# MF with ALS Collaborative Filtering

Create a basic matrix factorization (MF) with alternating least squares (ALS) collaboritive filtering solution (mf-als) for recommended tracks. 
This is built from the Verstrepen2017 matrix notation of a score matrix factored by a user embedding and item embedding matrix.

    Score = User-embedding x Item-embedding 
    
This is implemented using the techniques [using the implicit library](https://towardsdatascience.com/alternating-least-square-for-implicit-dataset-with-code-8e7999277f4b).

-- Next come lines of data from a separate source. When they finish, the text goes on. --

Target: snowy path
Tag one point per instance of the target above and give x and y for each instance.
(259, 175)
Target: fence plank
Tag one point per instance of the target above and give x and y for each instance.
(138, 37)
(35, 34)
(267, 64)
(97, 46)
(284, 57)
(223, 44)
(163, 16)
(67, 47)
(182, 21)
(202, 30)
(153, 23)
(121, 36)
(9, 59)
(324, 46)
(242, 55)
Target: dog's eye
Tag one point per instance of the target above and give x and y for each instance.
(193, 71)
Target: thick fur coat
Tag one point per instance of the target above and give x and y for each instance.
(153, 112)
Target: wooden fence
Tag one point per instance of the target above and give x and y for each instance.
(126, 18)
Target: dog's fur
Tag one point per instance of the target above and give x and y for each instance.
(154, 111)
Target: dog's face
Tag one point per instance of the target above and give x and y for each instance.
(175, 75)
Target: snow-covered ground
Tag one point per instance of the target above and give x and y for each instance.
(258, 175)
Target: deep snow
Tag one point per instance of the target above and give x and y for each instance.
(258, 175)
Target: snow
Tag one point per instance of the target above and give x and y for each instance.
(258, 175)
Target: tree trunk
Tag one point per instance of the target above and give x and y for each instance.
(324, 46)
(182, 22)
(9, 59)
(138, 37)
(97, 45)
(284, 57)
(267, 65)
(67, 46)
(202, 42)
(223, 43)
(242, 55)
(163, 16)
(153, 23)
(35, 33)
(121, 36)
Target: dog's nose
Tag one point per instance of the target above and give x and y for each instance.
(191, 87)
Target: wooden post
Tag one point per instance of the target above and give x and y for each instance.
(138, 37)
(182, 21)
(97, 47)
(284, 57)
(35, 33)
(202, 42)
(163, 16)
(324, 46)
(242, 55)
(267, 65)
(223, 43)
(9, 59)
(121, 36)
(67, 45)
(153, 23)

The matrix factorization is built from an append of the challenge set to the training set.
This is required to ensure all playlists (pids, a.k.a. users) are represented in the model and it can be used to make recommendations for the 

The cold start task is address with a simple global popularity ranking of tracks.
We compute the global popularity of tracks and recommend the first 500 in ranked order.
This set is also included as backfill to each playlist recommendation accross all subtasks to ensure the minimum 500 tracks are available to each challenge solution.

In [None]:
import sys
import json
import re
import collections
import os
import datetime
import pandas as pd
import numpy as np
from datetime import date
import implicit

## Set parameters for Run

These parameters control the selection of dataset, challenge set, and solution output.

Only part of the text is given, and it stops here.